Indeed, for Yokich and other opponents of PNTR, the Republican-led house approval last May couldn't have been more poorly timed - coming just 10 days before the 11th anniversary of the infamous Chinese crackdown against demonstrators for democracy in Tienanmen Square.
And China's continued rounding up of members of Fallon Gong, a philosophical group condemned by Chinese officials as an anti-government sect, has had an ironic twist. Detroit, the birthplace and center of the giant United Auto Workers Union and where Yokich has his offices, has become the entry point in the United States for Chinese dissidents and Fallon Gong members who have been expelled from that country.
While much of the anti-PNTR anger in the West has dealt with such people issues, including human rights and the future of Taiwan, many foreign representatives there say the presence of outsiders in China should open the door for more communication and a better understanding of peoples.
Despite the vast differences between Chinese in the country's densely populated East coast cities and those more isolated in the West, there still are similarities between them and outsiders that can help break down personal barriers, according to Ford's Koshkarian.
Finding the Common Ground
"I think there's recognition that reform has to take place anyway notwithstanding WTO. I think there's also recognition that WTO and the reform actually will create jobs," he added.
"(There's a) culture of commonalties that exists which oftentimes are substantial. I think when an American company goes to China what ends up happening is they - the people who work for us - become aware of our values. They become aware of how we value them as individuals.
"They sometimes get sent over here (to the U.S.) for training for extended periods of time, and of course they're exposed to Americans and other people of Ford Motor Company on a daily basis over there."
Ray Bracy, former president of Boeing in China, which strongly favored the PNTR, agrees.
During the past decade or so, Boeing and other companies have been observed by the Chinese, said Bracy. "They were exposed to our standards, our way of life, our ethics and practices, our religious beliefs and those things are helping open the door. I think engagement is the only way."
Boeing has become a fixture in China since the opening of the country to the West in 1972 by then-President Richard M. Nixon. That year, Boeing sold its first ten 707 jet aircraft to the awakening country, Bracy recalled.
But the company became a pawn of sorts when the U.S. sided with Taiwan during a standoff in 1996 between China and Taiwan that bordered on open hostilities.

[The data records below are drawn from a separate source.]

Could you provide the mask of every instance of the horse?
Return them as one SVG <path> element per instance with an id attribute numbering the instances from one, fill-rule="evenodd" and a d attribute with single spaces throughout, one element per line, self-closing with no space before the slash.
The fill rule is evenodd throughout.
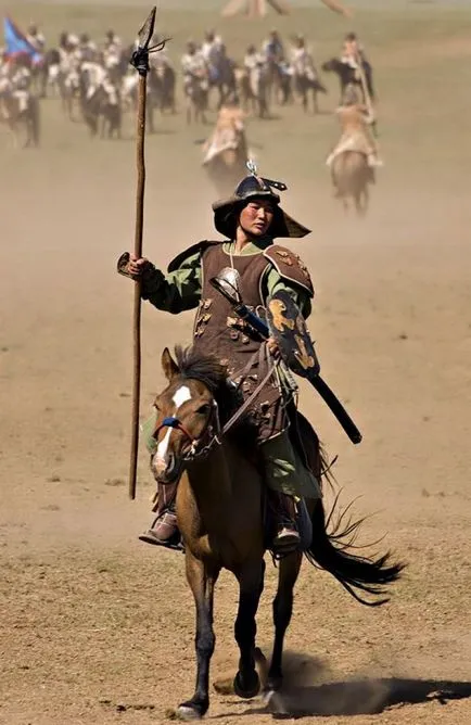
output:
<path id="1" fill-rule="evenodd" d="M 293 76 L 294 88 L 301 97 L 303 110 L 307 113 L 309 107 L 309 91 L 313 96 L 313 111 L 315 114 L 319 113 L 319 104 L 317 97 L 319 93 L 327 93 L 327 88 L 322 86 L 315 73 L 294 73 Z"/>
<path id="2" fill-rule="evenodd" d="M 257 63 L 250 69 L 238 68 L 236 79 L 243 110 L 256 113 L 258 118 L 267 118 L 269 115 L 267 65 Z"/>
<path id="3" fill-rule="evenodd" d="M 221 50 L 208 67 L 209 91 L 215 88 L 218 92 L 216 107 L 220 109 L 226 100 L 236 92 L 236 63 Z"/>
<path id="4" fill-rule="evenodd" d="M 208 82 L 192 73 L 186 75 L 184 98 L 187 102 L 187 124 L 193 120 L 206 123 Z"/>
<path id="5" fill-rule="evenodd" d="M 215 131 L 205 143 L 203 162 L 220 199 L 230 194 L 243 178 L 247 161 L 244 113 L 237 106 L 222 106 Z"/>
<path id="6" fill-rule="evenodd" d="M 155 93 L 155 104 L 163 114 L 169 111 L 171 114 L 176 113 L 175 103 L 175 87 L 176 74 L 174 68 L 168 63 L 155 63 L 153 66 L 152 89 Z"/>
<path id="7" fill-rule="evenodd" d="M 123 112 L 118 91 L 113 87 L 113 98 L 103 86 L 99 86 L 94 93 L 87 98 L 82 96 L 81 110 L 84 120 L 93 138 L 100 131 L 100 138 L 120 138 Z M 101 123 L 100 123 L 101 122 Z"/>
<path id="8" fill-rule="evenodd" d="M 40 98 L 47 98 L 48 89 L 53 89 L 54 92 L 60 93 L 60 66 L 61 54 L 59 50 L 50 48 L 43 54 L 38 69 Z"/>
<path id="9" fill-rule="evenodd" d="M 373 79 L 372 79 L 372 67 L 368 61 L 362 63 L 365 80 L 367 84 L 368 93 L 371 100 L 374 100 L 374 89 L 373 89 Z M 348 63 L 344 63 L 339 58 L 332 58 L 330 61 L 322 63 L 322 71 L 327 73 L 335 73 L 340 81 L 340 104 L 342 105 L 345 93 L 348 92 L 348 87 L 354 87 L 360 89 L 361 91 L 361 102 L 366 103 L 367 99 L 365 98 L 365 89 L 362 87 L 361 80 L 357 77 L 356 69 L 353 68 Z"/>
<path id="10" fill-rule="evenodd" d="M 242 698 L 253 698 L 260 689 L 255 634 L 267 549 L 265 485 L 250 420 L 242 415 L 234 423 L 241 409 L 226 367 L 194 348 L 177 348 L 175 359 L 165 348 L 162 368 L 167 385 L 154 402 L 153 436 L 157 447 L 151 469 L 164 484 L 180 478 L 176 507 L 187 581 L 196 609 L 196 684 L 193 696 L 178 707 L 176 714 L 182 720 L 196 720 L 209 707 L 214 593 L 221 569 L 232 572 L 239 583 L 234 635 L 240 660 L 233 689 Z M 320 481 L 326 460 L 319 441 L 301 415 L 297 424 L 303 441 L 310 442 L 310 453 L 306 454 Z M 329 532 L 331 517 L 326 522 L 321 498 L 308 501 L 305 510 L 311 529 L 305 551 L 308 560 L 330 572 L 358 601 L 369 606 L 384 603 L 384 589 L 399 577 L 403 564 L 392 562 L 390 552 L 367 558 L 349 551 L 348 544 L 359 522 L 346 523 L 344 531 L 338 526 Z M 275 644 L 264 688 L 267 699 L 283 682 L 283 641 L 302 558 L 298 550 L 279 562 L 273 600 Z M 358 592 L 368 593 L 373 599 L 364 599 Z"/>
<path id="11" fill-rule="evenodd" d="M 360 216 L 365 216 L 369 204 L 369 185 L 374 181 L 374 169 L 368 166 L 367 156 L 358 151 L 343 151 L 331 164 L 335 195 L 341 199 L 345 211 L 348 200 L 353 200 Z"/>
<path id="12" fill-rule="evenodd" d="M 0 118 L 9 126 L 13 133 L 13 145 L 20 145 L 20 133 L 22 128 L 25 135 L 23 148 L 38 148 L 40 142 L 40 105 L 37 96 L 30 91 L 10 91 L 2 94 L 0 105 Z"/>

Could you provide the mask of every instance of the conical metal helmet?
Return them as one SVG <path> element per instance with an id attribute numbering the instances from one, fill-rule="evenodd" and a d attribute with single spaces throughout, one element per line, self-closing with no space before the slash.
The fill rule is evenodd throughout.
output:
<path id="1" fill-rule="evenodd" d="M 214 225 L 221 234 L 232 239 L 239 222 L 239 215 L 243 207 L 254 199 L 266 199 L 273 204 L 273 220 L 268 229 L 268 236 L 277 237 L 305 237 L 309 229 L 295 221 L 280 207 L 280 196 L 277 191 L 285 191 L 288 188 L 282 181 L 273 181 L 258 176 L 257 167 L 253 161 L 247 162 L 250 174 L 240 181 L 236 191 L 229 199 L 213 204 Z"/>

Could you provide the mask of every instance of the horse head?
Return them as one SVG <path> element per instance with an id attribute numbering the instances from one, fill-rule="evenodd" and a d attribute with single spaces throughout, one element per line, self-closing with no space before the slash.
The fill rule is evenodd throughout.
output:
<path id="1" fill-rule="evenodd" d="M 156 443 L 151 459 L 154 476 L 173 483 L 191 460 L 219 433 L 217 391 L 227 385 L 227 371 L 215 358 L 177 348 L 175 360 L 166 347 L 162 368 L 167 387 L 154 400 Z"/>

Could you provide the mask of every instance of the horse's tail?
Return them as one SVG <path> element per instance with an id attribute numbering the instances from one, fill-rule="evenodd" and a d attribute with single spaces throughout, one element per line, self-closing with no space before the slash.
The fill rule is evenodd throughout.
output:
<path id="1" fill-rule="evenodd" d="M 405 564 L 392 562 L 387 551 L 377 558 L 360 557 L 348 551 L 355 548 L 354 542 L 362 520 L 352 521 L 347 507 L 333 522 L 338 498 L 326 521 L 322 499 L 315 503 L 311 512 L 313 542 L 306 556 L 310 563 L 330 572 L 357 601 L 367 607 L 379 607 L 389 601 L 384 597 L 385 587 L 399 578 Z M 331 529 L 331 531 L 329 531 Z M 372 601 L 362 599 L 357 590 L 374 597 Z"/>
<path id="2" fill-rule="evenodd" d="M 40 103 L 37 96 L 29 98 L 29 123 L 31 131 L 31 141 L 35 147 L 39 145 L 40 140 Z"/>

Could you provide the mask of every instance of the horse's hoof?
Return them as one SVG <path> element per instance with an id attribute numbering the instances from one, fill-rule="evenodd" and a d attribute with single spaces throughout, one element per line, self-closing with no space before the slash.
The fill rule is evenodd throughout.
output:
<path id="1" fill-rule="evenodd" d="M 216 679 L 213 687 L 218 695 L 233 695 L 233 679 L 228 677 L 226 679 Z"/>
<path id="2" fill-rule="evenodd" d="M 241 673 L 238 672 L 233 681 L 233 690 L 239 697 L 250 700 L 260 691 L 260 679 L 255 671 L 245 679 L 246 682 L 242 683 Z"/>
<path id="3" fill-rule="evenodd" d="M 182 702 L 178 705 L 175 714 L 177 720 L 183 720 L 184 722 L 188 722 L 190 720 L 201 720 L 204 715 L 204 712 L 202 712 L 201 708 L 192 704 L 191 702 Z"/>
<path id="4" fill-rule="evenodd" d="M 266 689 L 264 690 L 262 699 L 267 710 L 269 710 L 272 714 L 277 715 L 289 714 L 280 692 L 277 692 L 276 690 L 272 689 Z"/>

Boeing was an easy target for the displeasure of the Chinese, which bypassed the company to order Europe's AIRBUS planes, Boeing's only real competitor, said Bracy. Boeing went from an 82 percent market share down to 67 percent, as China sent a stern message. That's business the company wants back.
"When 1,600 airplanes are expected to be delivered to China in the next 20 years - about $120 billion worth of business - we can't really afford another occurrence of what happened...," said Bracy.
Ironically, while returning Taiwan to the Chinese fold remains a non-negotiable issue for China, and political and social tensions remain at a near warlike high, according to New America Foundation's Mastel there are signs the Taiwanese are not immune to the lures of the mainland's business potential.
An Infusion of Quiet Cash
With Hong Kong serving as an unobtrusive passageway for both travelers and their cash entering China, Taiwanese investment money has been flowing into the mainland as well, said Mastel, whose second book deals with the interplay of the two economies.
"According to Taiwan, the amount is $14.4 billion. According to the Chinese, it's $22.4 billion," he said. "The Chinese see Taiwan as an important source of capital and the Taiwanese naturally want to do business in China."
And Mastel interjected a word of caution for other business interests considering joining in.
"The Chinese are trying to build Chinese industries. Westerners might be part of that, but they're not part of the long-term picture of Chinese bureaucrats."